Como se passam as emoções das corridas e a velocidade para um meio que imóvel?
Há dois aspectos. Primeiro é a história, os cenários e depois o grafismo. No cenários, não são os carros que são mais interessantes, mas as pessoas. Michel Vaillant não é só sobre pilotos e vitória ou derrota na corrida. Há muita dramatização no enredo, a família do Michel Vaillant, há muitas coisas em jogo. Eles fazem o seu próprio carro, o carro Vaillant. Há também a chegada de novas tecnologias e combustíveis. Portanto, é uma história que não se passa apenas no circuito. É uma saga familiar, é uma saga de negócios, sobre novas tecnologias. Tem vários enredos e, por isso, acho que é muito interessante.

E quanto ao grafismo?
Quanto aos desenhos que o meu pai fez, se virmos o “roar”, não diria que ele inventou isso, mas desenvolveu um estilo para retratar isto. Há um especialista em arte francês que diz que Jean Gratton inventou a banda sonora num meio silencioso. Não foi só para desenhar o barulho do motor, mas é um tipo de gramática gráfica que nos permite perceber que um carro se move a alta velocidade, a acelerar. Se virmos a história da arte, pintura, desenho, por aí fora, antes dos carros serem inventados, tudo que se movia depressa mudava de forma. As pernas do cavalo, as velas de um barco e a água, o fumo de um comboio. Quando os carros apareceram, quem procurou retratar essa velocidade de forma artística ficou perdido, porque um carro em movimento tem exactamente a mesma forma que um carro parado. Então, como é que graficamente se faz com que as pessoas sintam que o carro se está a mover a alta velocidade? A ideia seria este barulho, a banda sonora, que nos permite perceber que carro está numa posição de supremacia, até para perceber a ignição do motor, se está em velocidade de topo, se está a travar. Se tirarmos estes elementos, o carro está parado. É só quando introduzimos estes elementos que percebemos o movimento e de que forma se move. No ponto de vista gráfico, isso é muito interessante e, claro, que continuámos a usar isso. Quando fizemos histórias sobre a Fórmula E, há dois ou três anos, ficámos perdidos porque não sabíamos o que fazer com o silêncio dos motores. Perguntámos aos leitores, fizemos um concurso na internet a pedir sugestões para que barulho faria um motor eléctrico. Tivemos muitas respostas, ruuuuueee, roooaaaa, vvvvv… finalmente, selecionámos um e desenvolvemos a gramática de um motor eléctrico também para que o leitor percebesse quando está a aumentar de velocidade, travar. Tivemos sucesso a entrar no Século XXI.

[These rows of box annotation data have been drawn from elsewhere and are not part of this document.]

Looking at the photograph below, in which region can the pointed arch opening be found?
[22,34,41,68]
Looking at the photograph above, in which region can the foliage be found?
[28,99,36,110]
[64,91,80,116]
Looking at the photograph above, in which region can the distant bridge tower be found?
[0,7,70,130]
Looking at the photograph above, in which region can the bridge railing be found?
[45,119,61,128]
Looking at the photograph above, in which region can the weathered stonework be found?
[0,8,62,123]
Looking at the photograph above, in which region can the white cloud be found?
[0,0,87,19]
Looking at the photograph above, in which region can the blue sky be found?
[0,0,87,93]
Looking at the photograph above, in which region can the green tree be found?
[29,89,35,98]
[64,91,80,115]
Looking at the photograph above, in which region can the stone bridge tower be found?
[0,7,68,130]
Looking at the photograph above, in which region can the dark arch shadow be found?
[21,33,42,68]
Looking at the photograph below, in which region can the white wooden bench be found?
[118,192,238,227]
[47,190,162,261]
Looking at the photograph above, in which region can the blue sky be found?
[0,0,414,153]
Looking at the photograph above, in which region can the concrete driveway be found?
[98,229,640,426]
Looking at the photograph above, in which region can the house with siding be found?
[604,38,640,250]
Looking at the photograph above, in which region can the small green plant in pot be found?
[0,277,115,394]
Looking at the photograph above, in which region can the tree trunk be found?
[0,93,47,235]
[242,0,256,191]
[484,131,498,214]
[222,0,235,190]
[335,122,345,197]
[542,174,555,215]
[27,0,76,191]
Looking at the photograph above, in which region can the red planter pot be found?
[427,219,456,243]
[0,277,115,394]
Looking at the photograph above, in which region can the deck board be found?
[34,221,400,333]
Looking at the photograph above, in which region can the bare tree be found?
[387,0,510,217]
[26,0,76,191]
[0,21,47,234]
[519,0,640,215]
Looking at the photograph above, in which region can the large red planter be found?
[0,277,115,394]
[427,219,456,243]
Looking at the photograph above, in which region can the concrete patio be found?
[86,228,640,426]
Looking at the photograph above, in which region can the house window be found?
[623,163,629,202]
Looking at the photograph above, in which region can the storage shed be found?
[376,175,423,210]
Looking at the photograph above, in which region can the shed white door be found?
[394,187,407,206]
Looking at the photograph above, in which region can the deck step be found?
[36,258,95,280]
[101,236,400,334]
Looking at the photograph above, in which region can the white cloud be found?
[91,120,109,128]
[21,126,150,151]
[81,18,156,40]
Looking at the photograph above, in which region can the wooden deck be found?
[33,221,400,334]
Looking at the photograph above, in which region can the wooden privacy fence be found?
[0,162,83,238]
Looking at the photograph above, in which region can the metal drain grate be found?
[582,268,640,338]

Como foi a recepção destes livros?
Tenho muita sorte que quando vou a algum local ligado a desportos motorizados, uma corrida ou um rally, chego e pergunto se posso ter alguma documentação ou informação, porque estou a preparar um cenário para o Michel Vaillant. As portas abrem-se. A maioria das pessoas que trabalham em desportos motorizados são leitores de Michel Vaillant, muitos entusiásticos e prontos para ajudar. Fico sempre surpreendido, mas é uma coisa maravilhosa. Todos têm histórias para contar, como, por exemplo, pessoas que entraram para o mundo do automobilismo porque liam a banda desenhada quando era novo. Finalmente, reparo que as bandas desenhadas são muito apreciadas por quem está ligado a desportos motorizados porque somos precisos, procuramos realismo e damos uma boa imagem dos desportos motorizados. São desportos nobres. Como temos acesso a muita documentação podemos ser imaginativos, ou mesmo doidos, sobre os cenários e as histórias, mas nunca escrevemos coisas estúpidas sobre carros e corridas. Estamos bem documentados. Às vezes, mesmo pessoas que estão neste mundo aprendem coisas com o Michel Vaillant. Isto é aquilo a que chamo de um círculo virtuoso. De certa forma, trabalhamos como jornalistas. Quando vou a corridas tiro fotografias, falo com pilotos, líderes de equipas, engenheiros. Às vezes, dão-me informações que não dão aos jornalistas porque sabem que não vai estar no dia seguinte na imprensa. É muito agradável ter essa confiança e consideração num universo que nos fascina.